Os escorpiões responsáveis pelos ataques a humanos no Brasil pertencem à
Família Buthidae e são das espécies Tityus serrulatus, Tityus
bahiensis, Tityus obscuros e Tityus stigmurus. O veneno produzido por
estes animais ataca o Sistema Nervoso Periférico que age como ligação entre o
Sistema Nervoso Central e todas as partes do corpo através de seus nervos e
gânglios. Essas toxinas escorpiônicas causam massiva liberação de
neurotransmissores traduzindo-se em um quadro clínico grave que pode conduzir
ao óbito rapidamente em grupos mais vulneráveis como crianças e idosos.
Figura 1
Tityus serrulatus
Figura 2 Tityus stigmurus

Figura 3
Tityus bahiensis

Figura 4
Tityus obscurus
Os escorpiões são muito antigos e
provavelmente foram os primeiros habitantes da Terra a pisarem em terra firme.

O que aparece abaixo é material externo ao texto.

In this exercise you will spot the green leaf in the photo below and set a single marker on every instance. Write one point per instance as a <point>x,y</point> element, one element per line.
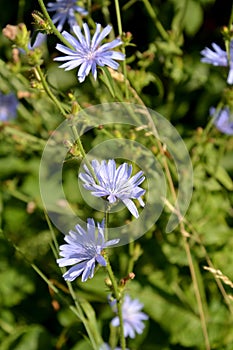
<point>193,17</point>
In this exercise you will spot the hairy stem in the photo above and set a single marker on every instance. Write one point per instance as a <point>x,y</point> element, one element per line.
<point>55,31</point>
<point>118,297</point>
<point>119,24</point>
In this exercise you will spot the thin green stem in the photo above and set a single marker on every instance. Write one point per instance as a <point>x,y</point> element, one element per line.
<point>48,90</point>
<point>55,31</point>
<point>119,302</point>
<point>119,24</point>
<point>20,11</point>
<point>157,23</point>
<point>231,19</point>
<point>132,259</point>
<point>83,153</point>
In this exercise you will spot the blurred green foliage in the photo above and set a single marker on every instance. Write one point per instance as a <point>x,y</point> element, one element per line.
<point>167,76</point>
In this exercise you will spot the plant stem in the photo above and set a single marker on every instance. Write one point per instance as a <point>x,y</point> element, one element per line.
<point>118,297</point>
<point>48,90</point>
<point>157,23</point>
<point>119,24</point>
<point>55,31</point>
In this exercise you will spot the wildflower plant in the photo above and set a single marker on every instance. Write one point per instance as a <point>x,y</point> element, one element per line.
<point>89,53</point>
<point>163,292</point>
<point>114,183</point>
<point>8,106</point>
<point>83,250</point>
<point>64,11</point>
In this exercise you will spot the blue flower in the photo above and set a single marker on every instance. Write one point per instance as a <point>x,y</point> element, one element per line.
<point>223,120</point>
<point>88,53</point>
<point>8,106</point>
<point>115,183</point>
<point>84,250</point>
<point>132,317</point>
<point>65,11</point>
<point>219,57</point>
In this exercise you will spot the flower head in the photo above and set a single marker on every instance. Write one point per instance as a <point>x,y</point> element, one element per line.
<point>219,57</point>
<point>8,106</point>
<point>132,317</point>
<point>115,183</point>
<point>89,53</point>
<point>223,120</point>
<point>83,250</point>
<point>65,11</point>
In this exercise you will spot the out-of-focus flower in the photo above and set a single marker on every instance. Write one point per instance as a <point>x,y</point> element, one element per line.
<point>132,317</point>
<point>89,53</point>
<point>223,120</point>
<point>8,106</point>
<point>105,346</point>
<point>114,183</point>
<point>65,11</point>
<point>219,57</point>
<point>83,250</point>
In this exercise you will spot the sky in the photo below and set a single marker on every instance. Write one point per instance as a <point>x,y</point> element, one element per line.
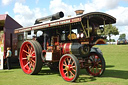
<point>25,12</point>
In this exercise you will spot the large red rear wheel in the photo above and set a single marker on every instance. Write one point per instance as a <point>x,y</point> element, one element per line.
<point>96,64</point>
<point>69,67</point>
<point>30,57</point>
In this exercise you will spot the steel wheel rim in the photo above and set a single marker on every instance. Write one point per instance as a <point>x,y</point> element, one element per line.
<point>95,67</point>
<point>68,68</point>
<point>27,57</point>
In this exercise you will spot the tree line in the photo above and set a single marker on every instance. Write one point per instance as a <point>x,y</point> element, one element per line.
<point>110,30</point>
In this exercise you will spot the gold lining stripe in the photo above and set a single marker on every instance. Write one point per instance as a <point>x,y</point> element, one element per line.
<point>70,48</point>
<point>64,47</point>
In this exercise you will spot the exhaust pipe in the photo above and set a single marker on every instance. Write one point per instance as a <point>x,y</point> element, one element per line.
<point>56,16</point>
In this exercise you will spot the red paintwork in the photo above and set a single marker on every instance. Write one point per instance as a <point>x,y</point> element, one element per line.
<point>27,65</point>
<point>95,64</point>
<point>62,67</point>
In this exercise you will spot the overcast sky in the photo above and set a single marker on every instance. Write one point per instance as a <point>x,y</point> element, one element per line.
<point>26,11</point>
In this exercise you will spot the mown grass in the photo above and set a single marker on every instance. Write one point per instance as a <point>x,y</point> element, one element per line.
<point>116,57</point>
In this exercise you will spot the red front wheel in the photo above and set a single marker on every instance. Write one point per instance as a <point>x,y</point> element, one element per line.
<point>69,67</point>
<point>30,57</point>
<point>96,64</point>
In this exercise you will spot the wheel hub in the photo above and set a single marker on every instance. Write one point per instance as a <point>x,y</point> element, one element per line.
<point>29,57</point>
<point>68,68</point>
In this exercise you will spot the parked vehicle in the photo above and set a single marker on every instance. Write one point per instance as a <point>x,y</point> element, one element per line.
<point>66,44</point>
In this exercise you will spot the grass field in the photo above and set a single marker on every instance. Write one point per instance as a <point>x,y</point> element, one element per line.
<point>116,57</point>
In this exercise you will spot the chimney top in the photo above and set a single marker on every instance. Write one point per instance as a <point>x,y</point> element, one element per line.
<point>78,12</point>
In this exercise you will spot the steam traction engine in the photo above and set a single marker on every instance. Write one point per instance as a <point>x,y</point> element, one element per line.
<point>65,44</point>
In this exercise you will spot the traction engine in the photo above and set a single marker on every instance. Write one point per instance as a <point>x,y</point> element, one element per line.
<point>64,44</point>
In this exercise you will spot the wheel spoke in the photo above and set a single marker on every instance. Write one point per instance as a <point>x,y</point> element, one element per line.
<point>99,65</point>
<point>26,64</point>
<point>33,61</point>
<point>71,73</point>
<point>28,47</point>
<point>32,52</point>
<point>24,58</point>
<point>67,74</point>
<point>72,63</point>
<point>69,61</point>
<point>64,65</point>
<point>74,70</point>
<point>73,66</point>
<point>97,69</point>
<point>26,52</point>
<point>65,62</point>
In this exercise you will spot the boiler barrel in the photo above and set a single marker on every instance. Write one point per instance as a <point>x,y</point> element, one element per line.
<point>76,48</point>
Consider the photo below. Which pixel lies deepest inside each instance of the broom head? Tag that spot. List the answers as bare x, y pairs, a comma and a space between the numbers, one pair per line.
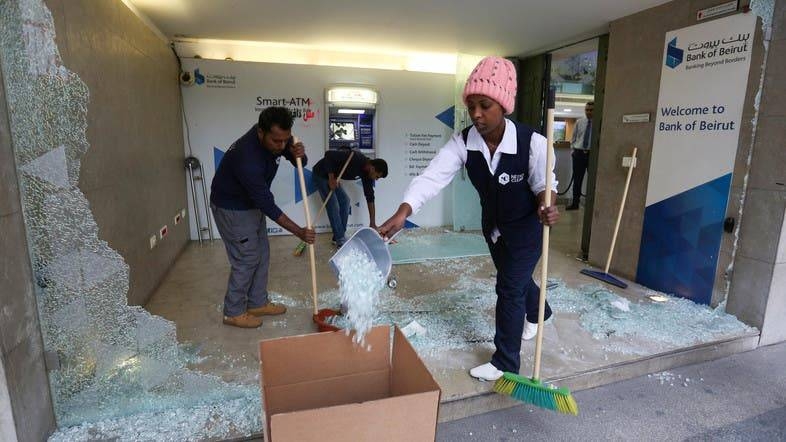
534, 392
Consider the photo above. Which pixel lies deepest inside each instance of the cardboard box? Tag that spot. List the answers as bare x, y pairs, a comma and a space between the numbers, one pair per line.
322, 387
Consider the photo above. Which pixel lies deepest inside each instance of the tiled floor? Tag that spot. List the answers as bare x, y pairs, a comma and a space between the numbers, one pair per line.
192, 295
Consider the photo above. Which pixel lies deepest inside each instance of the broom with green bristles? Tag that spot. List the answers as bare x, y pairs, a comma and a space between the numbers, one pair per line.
302, 246
522, 388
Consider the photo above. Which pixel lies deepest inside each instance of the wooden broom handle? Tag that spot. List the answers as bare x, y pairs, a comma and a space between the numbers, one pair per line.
622, 206
311, 255
544, 259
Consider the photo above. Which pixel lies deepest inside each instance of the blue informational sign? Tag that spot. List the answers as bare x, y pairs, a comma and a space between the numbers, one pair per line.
704, 75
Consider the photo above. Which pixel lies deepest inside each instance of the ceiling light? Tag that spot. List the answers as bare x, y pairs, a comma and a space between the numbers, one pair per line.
318, 55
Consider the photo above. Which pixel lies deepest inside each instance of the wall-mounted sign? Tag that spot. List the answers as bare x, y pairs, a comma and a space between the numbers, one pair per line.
636, 118
714, 11
704, 75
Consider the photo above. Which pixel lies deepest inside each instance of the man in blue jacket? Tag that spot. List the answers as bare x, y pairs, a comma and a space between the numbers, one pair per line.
240, 198
361, 167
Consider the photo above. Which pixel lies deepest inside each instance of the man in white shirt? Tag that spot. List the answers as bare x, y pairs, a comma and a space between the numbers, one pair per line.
580, 143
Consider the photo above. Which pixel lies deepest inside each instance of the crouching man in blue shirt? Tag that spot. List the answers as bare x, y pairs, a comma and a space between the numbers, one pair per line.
240, 198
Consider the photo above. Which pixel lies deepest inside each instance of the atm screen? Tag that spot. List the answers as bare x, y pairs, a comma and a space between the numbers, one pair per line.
342, 131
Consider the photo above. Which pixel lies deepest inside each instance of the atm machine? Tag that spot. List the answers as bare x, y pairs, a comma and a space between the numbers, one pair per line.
351, 122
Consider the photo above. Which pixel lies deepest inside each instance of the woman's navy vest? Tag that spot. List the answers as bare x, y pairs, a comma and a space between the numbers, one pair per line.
506, 199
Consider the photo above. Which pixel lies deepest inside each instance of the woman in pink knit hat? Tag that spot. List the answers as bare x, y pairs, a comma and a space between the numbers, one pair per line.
506, 163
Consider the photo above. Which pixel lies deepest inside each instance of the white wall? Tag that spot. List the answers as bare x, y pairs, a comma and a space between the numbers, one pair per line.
409, 102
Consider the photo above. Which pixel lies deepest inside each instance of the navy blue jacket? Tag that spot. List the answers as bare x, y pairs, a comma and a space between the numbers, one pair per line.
506, 200
244, 176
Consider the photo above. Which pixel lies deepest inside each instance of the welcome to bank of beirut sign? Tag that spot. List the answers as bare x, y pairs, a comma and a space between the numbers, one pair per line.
702, 92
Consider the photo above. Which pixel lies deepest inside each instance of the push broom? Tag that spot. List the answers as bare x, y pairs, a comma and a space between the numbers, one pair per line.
311, 253
604, 275
319, 315
302, 246
533, 390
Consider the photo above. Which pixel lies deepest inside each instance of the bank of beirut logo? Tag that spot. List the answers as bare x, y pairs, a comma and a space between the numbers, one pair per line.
674, 54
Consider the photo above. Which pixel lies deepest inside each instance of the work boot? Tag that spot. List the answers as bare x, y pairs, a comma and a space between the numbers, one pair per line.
270, 308
243, 320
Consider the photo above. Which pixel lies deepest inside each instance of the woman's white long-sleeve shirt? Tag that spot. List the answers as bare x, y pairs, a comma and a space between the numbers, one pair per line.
453, 156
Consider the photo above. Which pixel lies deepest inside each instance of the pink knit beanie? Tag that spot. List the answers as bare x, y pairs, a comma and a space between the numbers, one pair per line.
494, 77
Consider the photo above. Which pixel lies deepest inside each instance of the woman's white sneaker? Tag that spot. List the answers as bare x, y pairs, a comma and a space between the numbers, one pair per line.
530, 330
486, 372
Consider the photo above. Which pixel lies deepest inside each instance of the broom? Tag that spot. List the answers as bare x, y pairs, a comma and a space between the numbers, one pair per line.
532, 390
302, 246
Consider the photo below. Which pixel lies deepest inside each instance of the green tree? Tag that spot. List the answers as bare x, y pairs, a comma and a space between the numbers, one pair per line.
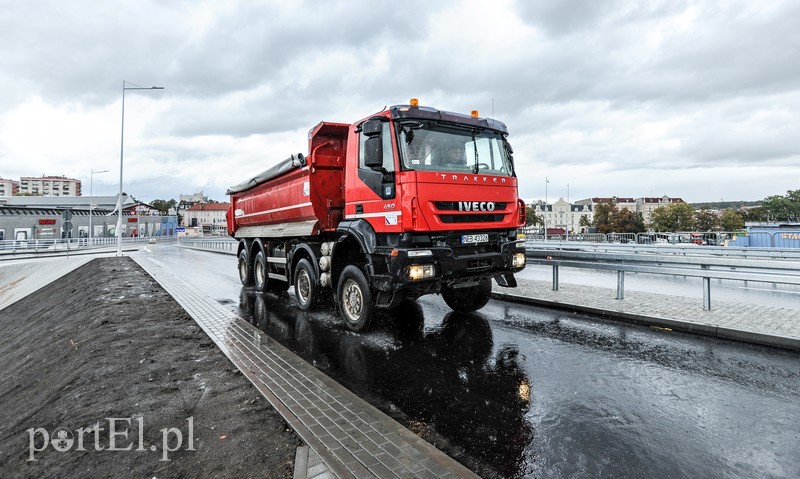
626, 221
706, 220
673, 217
531, 218
730, 220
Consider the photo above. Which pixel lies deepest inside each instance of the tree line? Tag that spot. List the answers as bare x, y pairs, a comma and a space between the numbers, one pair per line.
609, 218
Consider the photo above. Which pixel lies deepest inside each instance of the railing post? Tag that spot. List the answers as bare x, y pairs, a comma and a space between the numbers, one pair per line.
707, 294
555, 277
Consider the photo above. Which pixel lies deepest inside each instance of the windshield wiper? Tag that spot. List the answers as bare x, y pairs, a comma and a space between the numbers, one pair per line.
475, 144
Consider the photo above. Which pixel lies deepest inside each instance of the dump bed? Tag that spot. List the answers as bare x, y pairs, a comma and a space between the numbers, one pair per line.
300, 196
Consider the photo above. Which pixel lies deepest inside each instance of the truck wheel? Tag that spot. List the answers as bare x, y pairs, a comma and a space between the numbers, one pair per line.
260, 278
468, 299
355, 299
245, 268
306, 288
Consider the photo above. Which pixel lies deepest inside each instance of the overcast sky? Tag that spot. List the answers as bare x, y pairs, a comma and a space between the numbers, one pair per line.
699, 100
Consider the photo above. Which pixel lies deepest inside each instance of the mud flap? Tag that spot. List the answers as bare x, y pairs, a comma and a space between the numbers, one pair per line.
506, 280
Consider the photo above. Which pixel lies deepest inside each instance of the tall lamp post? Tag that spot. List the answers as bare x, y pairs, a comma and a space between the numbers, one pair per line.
91, 201
121, 149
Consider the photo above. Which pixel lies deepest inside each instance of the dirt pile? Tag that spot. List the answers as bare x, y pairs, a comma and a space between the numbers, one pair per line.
103, 374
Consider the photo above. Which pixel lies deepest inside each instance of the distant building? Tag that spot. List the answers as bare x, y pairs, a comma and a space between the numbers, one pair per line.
187, 201
564, 215
76, 202
209, 216
9, 187
645, 206
567, 216
49, 186
40, 217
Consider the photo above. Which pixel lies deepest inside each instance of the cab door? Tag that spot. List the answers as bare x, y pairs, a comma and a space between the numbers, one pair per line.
374, 193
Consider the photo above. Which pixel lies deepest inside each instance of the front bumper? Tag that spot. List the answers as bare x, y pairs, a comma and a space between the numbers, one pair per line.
391, 269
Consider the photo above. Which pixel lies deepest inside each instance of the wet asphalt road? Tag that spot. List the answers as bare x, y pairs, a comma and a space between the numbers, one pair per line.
518, 391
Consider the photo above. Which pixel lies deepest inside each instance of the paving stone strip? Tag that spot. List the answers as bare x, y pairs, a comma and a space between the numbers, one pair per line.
21, 279
771, 326
351, 437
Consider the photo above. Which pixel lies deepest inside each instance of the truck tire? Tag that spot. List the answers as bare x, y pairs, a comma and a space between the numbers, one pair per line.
355, 299
260, 279
306, 288
245, 268
468, 299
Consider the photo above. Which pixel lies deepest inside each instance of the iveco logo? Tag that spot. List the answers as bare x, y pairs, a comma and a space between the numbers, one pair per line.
475, 206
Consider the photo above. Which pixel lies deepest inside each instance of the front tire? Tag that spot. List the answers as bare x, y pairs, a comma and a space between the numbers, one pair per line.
245, 268
355, 299
306, 288
468, 299
260, 278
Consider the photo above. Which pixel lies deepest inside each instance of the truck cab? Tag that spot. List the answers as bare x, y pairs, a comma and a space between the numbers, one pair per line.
437, 193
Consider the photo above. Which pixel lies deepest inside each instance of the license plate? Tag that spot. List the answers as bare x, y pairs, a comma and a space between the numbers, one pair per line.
467, 239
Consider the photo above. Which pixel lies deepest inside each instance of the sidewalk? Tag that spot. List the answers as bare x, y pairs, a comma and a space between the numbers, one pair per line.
18, 280
771, 326
346, 436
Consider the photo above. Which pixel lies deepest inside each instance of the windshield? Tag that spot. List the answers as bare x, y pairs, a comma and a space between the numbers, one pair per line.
435, 147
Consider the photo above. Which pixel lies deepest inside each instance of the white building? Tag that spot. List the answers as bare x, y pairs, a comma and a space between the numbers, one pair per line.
209, 216
564, 215
645, 206
8, 187
49, 186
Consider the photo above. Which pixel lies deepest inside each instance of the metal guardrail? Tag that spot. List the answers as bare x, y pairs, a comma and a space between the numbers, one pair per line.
743, 264
778, 239
781, 266
11, 248
223, 244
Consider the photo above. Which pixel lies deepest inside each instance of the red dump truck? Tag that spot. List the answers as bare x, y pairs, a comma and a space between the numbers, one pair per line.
409, 201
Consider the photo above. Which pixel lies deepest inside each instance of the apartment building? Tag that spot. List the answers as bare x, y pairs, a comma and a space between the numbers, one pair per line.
8, 187
49, 186
209, 216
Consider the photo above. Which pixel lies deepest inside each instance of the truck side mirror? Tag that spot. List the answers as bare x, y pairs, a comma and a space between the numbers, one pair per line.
373, 152
372, 128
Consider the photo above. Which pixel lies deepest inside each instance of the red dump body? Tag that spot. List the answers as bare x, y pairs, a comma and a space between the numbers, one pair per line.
299, 196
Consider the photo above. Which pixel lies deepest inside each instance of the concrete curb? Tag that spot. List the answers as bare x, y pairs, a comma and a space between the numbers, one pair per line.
753, 337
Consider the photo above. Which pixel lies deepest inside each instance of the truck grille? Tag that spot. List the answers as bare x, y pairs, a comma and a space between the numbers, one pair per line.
482, 218
453, 205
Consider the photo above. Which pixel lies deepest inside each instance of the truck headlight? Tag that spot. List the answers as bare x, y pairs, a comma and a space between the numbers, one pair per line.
416, 272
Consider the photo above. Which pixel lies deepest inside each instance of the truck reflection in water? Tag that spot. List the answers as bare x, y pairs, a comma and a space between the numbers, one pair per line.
447, 384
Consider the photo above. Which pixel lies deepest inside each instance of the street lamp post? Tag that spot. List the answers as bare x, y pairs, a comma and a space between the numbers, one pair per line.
91, 201
121, 149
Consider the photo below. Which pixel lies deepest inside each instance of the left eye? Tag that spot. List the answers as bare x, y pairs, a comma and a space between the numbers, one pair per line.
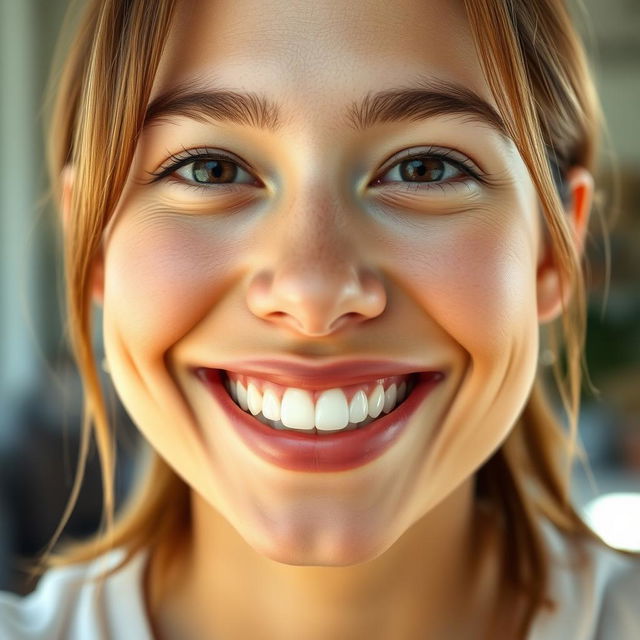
213, 171
425, 169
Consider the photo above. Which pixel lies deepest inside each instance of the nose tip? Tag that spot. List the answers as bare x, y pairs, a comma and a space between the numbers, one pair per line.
314, 302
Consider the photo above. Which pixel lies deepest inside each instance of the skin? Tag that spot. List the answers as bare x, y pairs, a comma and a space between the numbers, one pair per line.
315, 262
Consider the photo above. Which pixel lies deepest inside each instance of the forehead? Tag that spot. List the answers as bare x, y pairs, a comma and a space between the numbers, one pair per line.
319, 54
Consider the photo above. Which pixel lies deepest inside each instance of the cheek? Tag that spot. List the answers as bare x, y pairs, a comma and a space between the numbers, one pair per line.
476, 279
160, 279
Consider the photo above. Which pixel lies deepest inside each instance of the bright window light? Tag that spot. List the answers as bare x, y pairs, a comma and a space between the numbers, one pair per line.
615, 517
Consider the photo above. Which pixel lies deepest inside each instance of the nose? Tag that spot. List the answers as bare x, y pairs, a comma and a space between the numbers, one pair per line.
315, 280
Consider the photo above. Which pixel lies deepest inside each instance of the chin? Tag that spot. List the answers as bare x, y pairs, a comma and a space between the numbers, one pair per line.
321, 551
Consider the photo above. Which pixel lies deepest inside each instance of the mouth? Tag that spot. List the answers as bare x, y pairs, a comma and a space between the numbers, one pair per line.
319, 431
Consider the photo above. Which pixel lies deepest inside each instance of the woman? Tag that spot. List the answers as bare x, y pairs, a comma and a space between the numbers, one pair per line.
324, 237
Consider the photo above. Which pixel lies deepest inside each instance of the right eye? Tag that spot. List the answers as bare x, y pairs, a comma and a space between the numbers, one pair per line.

Surgiram no período Siluriano há cerca de 350 milhões de anos atrás e os
fósseis encontrados são bastante semelhantes aos animais viventes.
Os escorpiões que causam acidentes
graves no Brasil pertencem unicamente ao gênero Tityus (Família Buthidae).
Embora existam 54 espécies de Tityus no Brasil, as espécies de importância
médica que causam envenenamentos graves ou fatais são T. bahiensis, T. obscurus, T.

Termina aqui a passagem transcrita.